Kitti Pornsiwakit, president of the smart tourism committee of the Tourism Council of Thailand (TCT), said operators need to prepare for the metaverse and should not wait until it’s too late.

Mr Kitti, also head of the TCT’s metaverse tourism working group, said digital literacy is a key issue for tourism operators as the outbreak forced them to pursue digital transformation and change their mindset to embrace cutting-edge technology.

Even though such a transformation requires an investment budget for digital devices and training, he said there are solutions for operators to start on their metaverse journey with more affordable choices.

Mr Kitti said operators can adapt by using 360-degree panoramic cameras, which cost less than 10,000 baht, or mobile VR box glasses priced to create new travel experiences, then share the tourism content via social media platforms.

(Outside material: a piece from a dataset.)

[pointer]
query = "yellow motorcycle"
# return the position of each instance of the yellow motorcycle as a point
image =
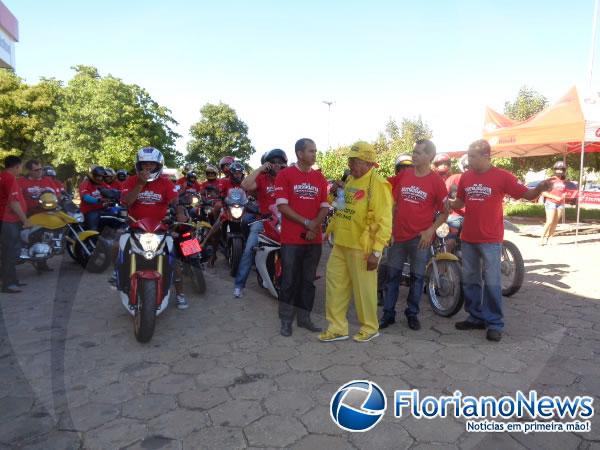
(52, 230)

In order to speed up digital development, the TCT established a new workforce in January to help operators prepare for the emergence of the metaverse.

The team already visited 20 provinces nationwide to host upskilling courses on the metaverse.

Tourism operators team up with others from different fields such as university students and photographers to learn and create new tourism experiences, as seen in startup hackathon events.

He said provinces less popular with tourists are paying a lot of attention to this trend as local administrations want to use the metaverse and digital tools to help reduce the economic gap with more popular destinations.

Some of these provinces include Prachin Buri, which plans to host its first metaverse concert to avoid mass gatherings, Nakhon Si Thammarat and southern provinces such as Narathiwat, Yala and Pattani.

The TCT aims to introduce 30 areas that have new digital content and should be ready to present on metaverse platforms this year, said Mr Kitti.

Tourism products can be real landscapes of tourism sites, historical stories of ancient kingdoms or paleontological sites, as well as live-streams of famous sunset views or even concerts.

“Thai tourism has to gather speed to become a first mover on the metaverse in Southeast Asia. We have an advantage in terms of technology and remain a popular destination,” he said.

Mr Kitti said the government must serve as a facilitator to develop rather than regulate metaverse tourism.

A government budget or incentives can help create an ecosystem for metaverse tourism to grow sustainably and help the industry recover, he said. Metaverse tourism should also be announced as a national strategy to attract professionals to work on its long-term development, said Mr Kitti.